Spring / summer / early fall: Sun angles good, wood boiler not running, solar is good. Solar is for domestic hot water, but I store solar output in my big storage tank (DHW tank is way too small). I reach tank temps over 150 degrees in the big tank with my el cheapo solar panels.

Winter: Sun angles bad, temps below freezing, snow on panels, wood boiler running, solar is pointless. I heat everything with wood and drain the panels. No antifreeze, no fuss, no bother.

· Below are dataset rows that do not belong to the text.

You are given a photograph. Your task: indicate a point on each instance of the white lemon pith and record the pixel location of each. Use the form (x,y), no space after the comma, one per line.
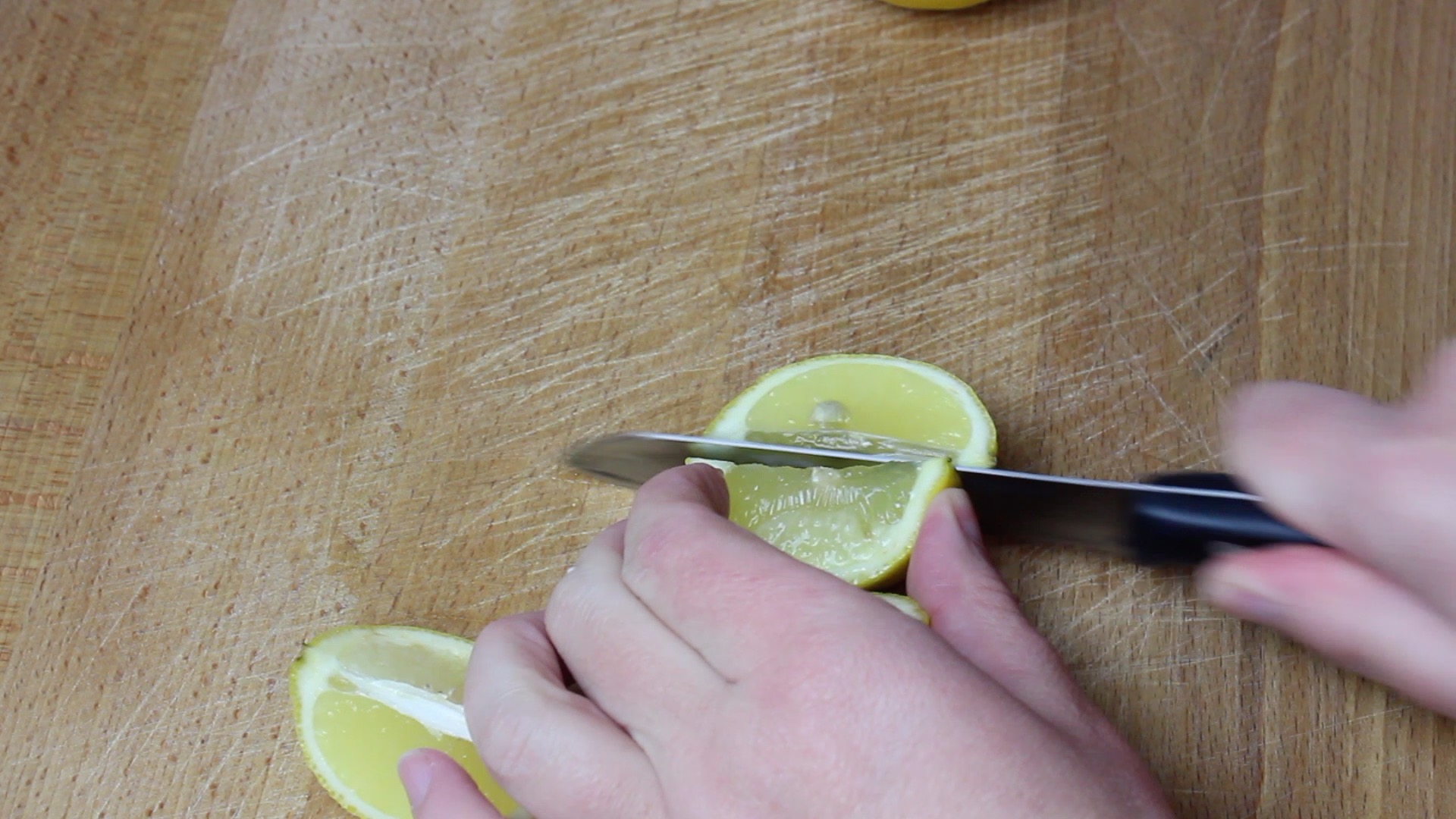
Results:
(908,605)
(364,695)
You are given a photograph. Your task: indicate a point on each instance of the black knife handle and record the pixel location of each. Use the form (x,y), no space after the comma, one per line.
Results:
(1188,529)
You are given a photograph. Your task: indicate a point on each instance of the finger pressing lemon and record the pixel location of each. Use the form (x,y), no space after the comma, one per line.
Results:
(363,695)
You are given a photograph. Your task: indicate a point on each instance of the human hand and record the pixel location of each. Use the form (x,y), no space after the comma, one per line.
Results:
(723,678)
(1376,482)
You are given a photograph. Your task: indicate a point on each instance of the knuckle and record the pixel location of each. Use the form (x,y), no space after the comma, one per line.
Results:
(510,742)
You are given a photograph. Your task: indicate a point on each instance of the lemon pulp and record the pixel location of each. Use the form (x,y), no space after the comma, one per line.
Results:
(861,403)
(858,523)
(364,695)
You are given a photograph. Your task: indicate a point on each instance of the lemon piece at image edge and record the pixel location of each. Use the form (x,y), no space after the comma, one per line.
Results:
(864,403)
(366,694)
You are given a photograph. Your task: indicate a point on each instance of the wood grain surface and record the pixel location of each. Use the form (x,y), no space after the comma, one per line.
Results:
(302,302)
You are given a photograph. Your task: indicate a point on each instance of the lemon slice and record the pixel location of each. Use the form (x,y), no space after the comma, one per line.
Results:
(908,605)
(858,523)
(366,694)
(862,403)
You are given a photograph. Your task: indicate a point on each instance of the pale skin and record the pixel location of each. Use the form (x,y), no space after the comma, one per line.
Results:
(720,678)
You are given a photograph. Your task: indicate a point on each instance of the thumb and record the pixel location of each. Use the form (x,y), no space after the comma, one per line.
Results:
(1345,610)
(971,608)
(440,789)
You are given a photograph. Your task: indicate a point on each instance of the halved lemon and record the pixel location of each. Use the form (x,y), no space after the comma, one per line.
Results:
(864,403)
(858,523)
(366,694)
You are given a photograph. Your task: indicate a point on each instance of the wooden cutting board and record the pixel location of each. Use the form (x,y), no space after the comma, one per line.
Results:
(302,302)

Very helpful thread. The consensus seems to be that some amount of solar is worth it for augmenting wood, especially when sized to handle the summer dhw load. But really going for it with solar - say 8 panels or more to try to make a dent in the winter space heating - is throwing lots of money down the hole of diminishing returns. At least in climates like VT and NY, it's more efficient just to cut an extra half cord or so to feed the beast.

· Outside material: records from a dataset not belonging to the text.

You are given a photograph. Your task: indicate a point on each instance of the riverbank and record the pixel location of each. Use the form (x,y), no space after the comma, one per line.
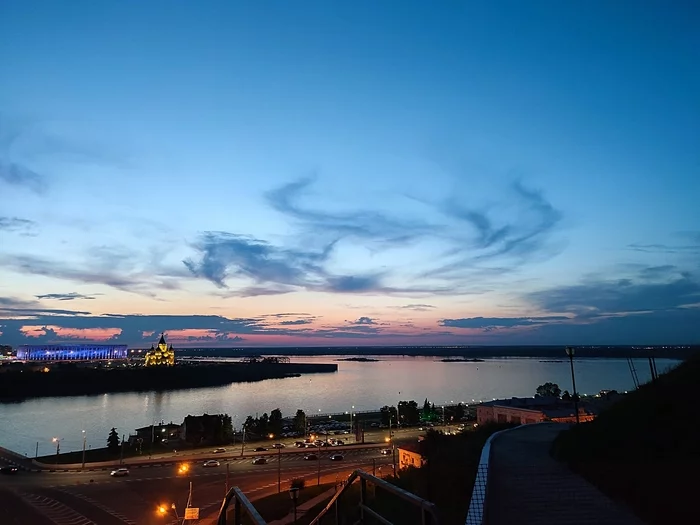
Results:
(67,379)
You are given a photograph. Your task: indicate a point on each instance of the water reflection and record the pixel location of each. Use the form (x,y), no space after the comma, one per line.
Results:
(364,385)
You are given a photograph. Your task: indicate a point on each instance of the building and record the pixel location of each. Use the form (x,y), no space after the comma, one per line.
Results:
(162,355)
(410,456)
(525,410)
(90,352)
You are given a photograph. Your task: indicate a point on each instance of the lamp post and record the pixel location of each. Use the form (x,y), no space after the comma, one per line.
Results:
(58,447)
(570,353)
(84,441)
(294,493)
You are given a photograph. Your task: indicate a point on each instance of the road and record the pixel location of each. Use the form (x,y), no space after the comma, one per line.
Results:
(84,498)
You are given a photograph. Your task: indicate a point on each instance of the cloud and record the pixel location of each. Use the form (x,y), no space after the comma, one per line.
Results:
(65,296)
(363,224)
(513,242)
(416,307)
(15,174)
(604,297)
(494,323)
(224,255)
(15,224)
(114,272)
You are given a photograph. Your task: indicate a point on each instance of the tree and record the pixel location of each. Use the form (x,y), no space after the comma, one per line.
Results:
(548,390)
(300,421)
(276,422)
(386,412)
(113,441)
(408,412)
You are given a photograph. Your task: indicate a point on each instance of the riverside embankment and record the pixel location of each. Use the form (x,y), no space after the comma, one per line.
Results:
(67,379)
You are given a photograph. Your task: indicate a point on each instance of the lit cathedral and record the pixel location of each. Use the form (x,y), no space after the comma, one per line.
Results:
(161,356)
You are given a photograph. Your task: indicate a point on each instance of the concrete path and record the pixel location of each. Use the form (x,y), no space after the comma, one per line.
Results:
(306,506)
(528,487)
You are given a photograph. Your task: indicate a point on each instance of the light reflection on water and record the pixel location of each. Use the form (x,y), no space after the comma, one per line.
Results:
(366,385)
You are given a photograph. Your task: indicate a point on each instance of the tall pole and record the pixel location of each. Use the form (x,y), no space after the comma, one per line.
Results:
(84,440)
(570,353)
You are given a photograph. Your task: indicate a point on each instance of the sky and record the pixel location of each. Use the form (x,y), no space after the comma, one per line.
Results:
(349,173)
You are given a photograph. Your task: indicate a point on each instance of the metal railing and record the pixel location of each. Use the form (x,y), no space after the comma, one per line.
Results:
(241,506)
(428,510)
(475,515)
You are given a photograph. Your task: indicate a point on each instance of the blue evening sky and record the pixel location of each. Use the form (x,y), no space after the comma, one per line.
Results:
(320,173)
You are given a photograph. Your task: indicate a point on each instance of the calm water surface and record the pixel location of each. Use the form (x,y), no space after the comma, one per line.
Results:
(367,386)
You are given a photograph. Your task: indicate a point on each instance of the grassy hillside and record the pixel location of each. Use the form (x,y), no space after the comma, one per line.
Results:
(645,450)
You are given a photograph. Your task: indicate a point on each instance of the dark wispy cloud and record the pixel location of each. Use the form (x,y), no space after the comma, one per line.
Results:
(115,273)
(15,224)
(15,174)
(689,243)
(418,307)
(65,296)
(224,255)
(606,297)
(296,322)
(363,224)
(495,323)
(506,242)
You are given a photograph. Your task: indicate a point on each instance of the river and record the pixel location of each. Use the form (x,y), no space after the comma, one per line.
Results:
(364,385)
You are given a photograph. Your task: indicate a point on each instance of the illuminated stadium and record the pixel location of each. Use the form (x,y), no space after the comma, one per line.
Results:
(70,352)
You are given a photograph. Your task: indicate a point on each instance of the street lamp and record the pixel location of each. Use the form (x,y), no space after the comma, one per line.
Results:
(84,441)
(570,353)
(58,447)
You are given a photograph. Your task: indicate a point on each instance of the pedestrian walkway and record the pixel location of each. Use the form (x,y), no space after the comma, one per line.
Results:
(527,486)
(306,507)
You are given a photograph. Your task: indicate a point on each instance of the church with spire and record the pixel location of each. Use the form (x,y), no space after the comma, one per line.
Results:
(162,355)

Let me add one wrinkle - our farmhouse came with two flat-plate collectors on a glycol loop to the dhw heater. (A pretty standard-type installation.) I was planning on moving this loop to the proposed wood-boiler storage tank. Would having an existing four-season solar rig change anyone's approach? Would you try to extend your solar season beyond the frost-free months? NoFossil - I notice from your site that you're still burning some oil in the shoulder seasons to bridge from solar to wood. Could this bridge the gap?
 
VeggieFarmer said:
Let me add one wrinkle - our farmhouse came with two flat-plate collectors on a glycol loop to the dhw heater. (A pretty standard-type installation.) I was planning on moving this loop to the proposed wood-boiler storage tank. Would having an existing four-season solar rig change anyone's approach? Would you try to extend your solar season beyond the frost-free months? NoFossil - I notice from your site that you're still burning some oil in the shoulder seasons to bridge from solar to wood. Could this bridge the gap?

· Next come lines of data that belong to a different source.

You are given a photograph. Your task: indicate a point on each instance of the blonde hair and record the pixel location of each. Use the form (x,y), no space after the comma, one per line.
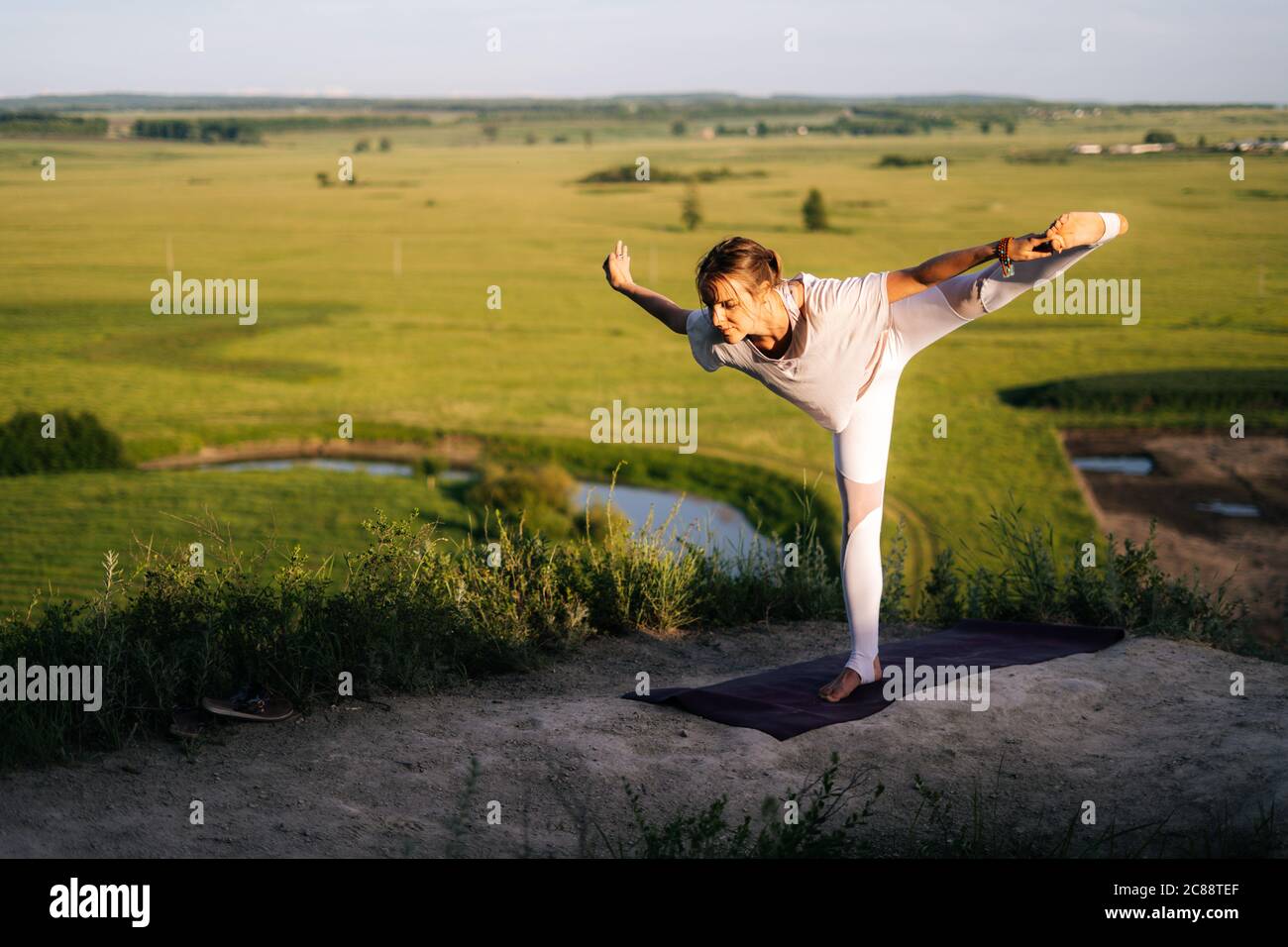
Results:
(737,258)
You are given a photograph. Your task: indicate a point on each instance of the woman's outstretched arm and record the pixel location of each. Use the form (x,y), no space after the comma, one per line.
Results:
(617,269)
(902,283)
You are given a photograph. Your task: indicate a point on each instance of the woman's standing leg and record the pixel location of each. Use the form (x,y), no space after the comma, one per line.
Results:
(859,454)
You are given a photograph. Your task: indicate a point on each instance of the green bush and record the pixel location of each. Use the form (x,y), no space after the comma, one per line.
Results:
(80,442)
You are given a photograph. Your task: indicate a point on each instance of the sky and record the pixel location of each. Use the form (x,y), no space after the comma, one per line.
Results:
(1144,51)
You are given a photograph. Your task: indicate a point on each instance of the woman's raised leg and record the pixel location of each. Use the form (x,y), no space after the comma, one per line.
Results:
(862,449)
(918,320)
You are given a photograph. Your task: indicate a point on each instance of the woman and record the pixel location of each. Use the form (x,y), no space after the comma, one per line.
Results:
(835,348)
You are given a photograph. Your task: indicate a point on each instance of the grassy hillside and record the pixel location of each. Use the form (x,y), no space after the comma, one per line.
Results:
(340,331)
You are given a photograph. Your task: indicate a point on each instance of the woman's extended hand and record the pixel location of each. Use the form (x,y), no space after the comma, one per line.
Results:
(617,268)
(1030,247)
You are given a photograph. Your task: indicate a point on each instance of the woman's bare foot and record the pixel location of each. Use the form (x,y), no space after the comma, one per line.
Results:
(1080,228)
(845,684)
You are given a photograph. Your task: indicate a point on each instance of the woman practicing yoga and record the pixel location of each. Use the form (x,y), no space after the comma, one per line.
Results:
(835,348)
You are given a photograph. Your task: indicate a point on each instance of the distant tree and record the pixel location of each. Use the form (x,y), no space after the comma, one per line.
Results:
(692,211)
(814,211)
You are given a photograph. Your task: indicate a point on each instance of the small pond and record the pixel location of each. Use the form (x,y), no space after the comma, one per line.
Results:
(1129,464)
(708,522)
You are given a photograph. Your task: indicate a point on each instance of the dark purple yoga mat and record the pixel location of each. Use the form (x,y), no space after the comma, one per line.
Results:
(785,702)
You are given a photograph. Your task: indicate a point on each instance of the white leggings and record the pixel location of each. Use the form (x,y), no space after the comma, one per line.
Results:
(862,447)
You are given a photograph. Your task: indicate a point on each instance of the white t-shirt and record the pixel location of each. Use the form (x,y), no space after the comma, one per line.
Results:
(837,339)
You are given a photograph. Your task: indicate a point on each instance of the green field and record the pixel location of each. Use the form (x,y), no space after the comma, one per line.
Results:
(339,331)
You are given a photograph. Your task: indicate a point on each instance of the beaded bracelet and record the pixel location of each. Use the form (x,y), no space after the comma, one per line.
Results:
(1004,257)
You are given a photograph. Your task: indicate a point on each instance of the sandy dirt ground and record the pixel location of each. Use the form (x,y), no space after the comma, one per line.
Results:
(1192,471)
(1145,729)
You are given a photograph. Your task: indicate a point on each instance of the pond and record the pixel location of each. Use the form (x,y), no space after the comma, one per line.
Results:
(1240,510)
(709,523)
(1129,464)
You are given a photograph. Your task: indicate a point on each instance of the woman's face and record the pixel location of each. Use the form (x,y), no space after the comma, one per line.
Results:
(738,309)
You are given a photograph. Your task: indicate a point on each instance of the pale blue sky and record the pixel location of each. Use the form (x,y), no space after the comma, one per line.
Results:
(1157,51)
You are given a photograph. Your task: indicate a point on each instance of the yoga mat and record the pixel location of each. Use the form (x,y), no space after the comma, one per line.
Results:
(785,702)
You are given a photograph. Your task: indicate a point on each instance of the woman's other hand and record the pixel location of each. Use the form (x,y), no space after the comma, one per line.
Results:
(617,268)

The bridge is because the sun angles are too low and / or there are too many days without sunshine. I shut down the panels last fall on the same day I started my first fire. Last season I was still dialing it in, and the glazed panels didn't come online until sometime in May, if I remember right. The fall shoulder is probably what this coming spring will look like. Perhaps there will be years where there's a gap between frost-free and wood boiler seasons, but it's pretty small if it exists at all. Four season panels would certainly reduce the oil demand during the frost portion of the shoulder seasons, though they probably wouldn't eliminate it.

My freebie glazed panels had heavy corrosion from some antifreeze solution that had been used in them. Don't know if it was glycol, but I've heard that it can be corrosive under some conditions. For that reason and because I'm still chasing little leaks in the pool heater portion, I'm staying away from glycol.